I actually have a tape. My mother sent me a little recorder, one of those real small ones, and I actually have the tape. I had it in my flak jacket pocket. And on that particular day, we took ground fire. That was the day we took ground fire.
But then at the same time, we were firing back with our howitzers. But then we got hit with artillery, and I have it all on tape. And you can hear the rounds going out and coming in. And you can hear guys yelling, you can hear me yelling and talking. And I still have that tape to this day. I've never done anything with it, but I still have it sitting in a drawer. I think I accidentally clicked it on. I didn't deliberately do it, it just clicked on somehow in my flak jacket pocket. But it's just a moment in time of what it was like to be in that environment.
People thought it was easy because their knowledge of warfare had been Vietnam, or Korea, or World War II. That's what their vision was for the most part.
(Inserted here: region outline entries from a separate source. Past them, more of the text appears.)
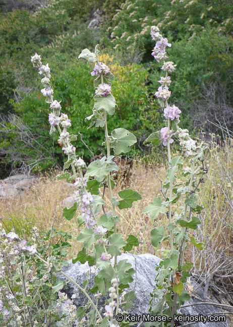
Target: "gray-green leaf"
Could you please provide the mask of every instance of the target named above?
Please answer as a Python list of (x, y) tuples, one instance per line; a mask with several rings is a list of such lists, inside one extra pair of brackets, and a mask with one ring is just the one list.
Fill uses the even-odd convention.
[(150, 135), (147, 137), (146, 140), (144, 141), (143, 144), (144, 144), (148, 142), (151, 142), (154, 146), (158, 146), (162, 142), (162, 140), (159, 139), (160, 137), (160, 131), (155, 132), (155, 133), (152, 133), (152, 134), (150, 134)]
[(85, 178), (88, 179), (90, 176), (95, 176), (97, 182), (102, 182), (108, 174), (106, 165), (106, 162), (104, 162), (102, 166), (99, 159), (91, 162), (87, 168)]
[(111, 132), (111, 136), (117, 139), (111, 143), (111, 147), (116, 155), (127, 153), (131, 150), (130, 147), (137, 142), (134, 134), (124, 128), (116, 128)]
[(138, 201), (142, 198), (141, 194), (139, 194), (137, 191), (133, 191), (130, 189), (121, 191), (119, 192), (118, 195), (120, 198), (123, 199), (119, 201), (118, 205), (119, 209), (131, 208), (134, 201)]
[(150, 202), (148, 206), (146, 207), (142, 210), (143, 213), (149, 212), (152, 219), (155, 219), (158, 215), (159, 212), (164, 213), (166, 203), (163, 202), (160, 196), (154, 198)]
[(150, 232), (151, 244), (155, 247), (158, 248), (165, 235), (165, 229), (163, 226), (155, 228)]
[(115, 106), (116, 105), (115, 98), (112, 94), (107, 96), (102, 95), (95, 95), (94, 97), (95, 104), (94, 107), (96, 110), (104, 109), (108, 115), (113, 115), (115, 112)]

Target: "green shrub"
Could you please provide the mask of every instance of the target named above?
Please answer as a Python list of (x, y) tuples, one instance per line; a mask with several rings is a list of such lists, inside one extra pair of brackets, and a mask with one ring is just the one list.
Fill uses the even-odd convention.
[[(102, 58), (104, 62), (109, 60), (108, 65), (115, 76), (112, 83), (112, 92), (118, 107), (114, 118), (109, 119), (109, 133), (114, 128), (121, 127), (135, 131), (139, 139), (144, 140), (151, 131), (153, 125), (154, 126), (157, 115), (156, 109), (150, 103), (145, 87), (148, 76), (147, 71), (141, 65), (136, 64), (122, 67), (107, 54), (103, 55)], [(99, 145), (104, 140), (103, 129), (90, 128), (86, 131), (88, 125), (88, 123), (84, 122), (85, 118), (92, 114), (94, 105), (93, 101), (90, 100), (95, 90), (90, 65), (75, 60), (65, 62), (62, 65), (60, 62), (56, 63), (53, 59), (50, 66), (54, 76), (54, 81), (52, 81), (54, 99), (62, 101), (62, 112), (72, 117), (71, 133), (83, 133), (84, 141), (90, 144), (89, 147), (93, 152), (98, 153)], [(39, 87), (42, 88), (42, 85)], [(42, 96), (38, 92), (25, 94), (24, 98), (14, 105), (16, 114), (25, 124), (40, 136), (41, 140), (47, 136), (50, 129), (48, 117), (50, 112), (45, 101), (41, 101)], [(54, 137), (56, 139), (57, 136)], [(46, 140), (45, 146), (50, 147), (53, 142), (52, 138)], [(76, 146), (79, 155), (83, 155), (85, 157), (90, 156), (88, 150), (80, 140), (76, 141)], [(53, 151), (56, 154), (57, 160), (61, 161), (63, 157), (63, 151), (56, 143), (53, 147)]]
And so, the fact that it happened so quickly, and we rolled over the Iraqi army so fast, people were like, “Oh, it was no big deal.” We ran into that. I ran into that with some … there were other Vietnam veterans that were not very happy with us, that I talked to. “You don't understand.” Everybody's vision or experience in war is different. And with me in my unit, and I know with other units, I know people were killed in combat there, I know people were wounded. I know that being in that environment, in that desert not knowing, I don't care if you get shot at by one bullet or a thousand, when that zips past your ear, it lets you know that this is for real and you can die. Having incoming artillery come and hit and watching it happen, and realizing that they're bracketing you, which means they fire around, it lands in front, they fire around, it lands in the back. And they're figuring out the exact distance where they can start dropping a lot rounds exactly where you're at. When that happens, the fear that comes over …
And there was a time that that happened. The fear that came over all of us when they said it was what they call CSMO read, which is just displaced everything immediately as fast as you can, get out of that area as quickly as possible. When that happens for real, the level of fear is just, you can't even begin to explain, because that seconds count. And if you don't get out of there, that the next thing's going to happen is you're going to get bombed into oblivion. So, you want to move. The adrenaline rush is there one minute, and then all of a sudden, it's gone. And you're living off that adrenaline, then you're tired. You don't get to eat on a regular basis. You're not sleeping right. All these things are part of what being in combat, that experience. So, I wouldn't call any of it a cakewalk.
And there were people out there that were risking their lives on a daily basis to make sure that things were getting done for everyone. The medevac helicopter pilots, the guys, the engineers. When we went through the breach lanes, there's a thing called a MICLIC charge. It's a big long line, it looks like a hose pulled by a vehicle, it's in a trailer. And you fire off the hose, the line it shoots out on a rocket lays out, and it detonates and it clears a path in a minefield. Those don't always work. I watched one work, I watched one not work. So, the engineers would've to go out there and physically push through a minefield. And I've never been behind a mine detector walking, but I also, know that they're not perfect. And so, I've been in a minefield. Accidentally, one of our lieutenants inadvertently drove our unit into an active minefield. And I have the pictures of it. Luckily, nothing happened. But to look down and see all these mines laying around, you realize just how quickly your life can be extinguished.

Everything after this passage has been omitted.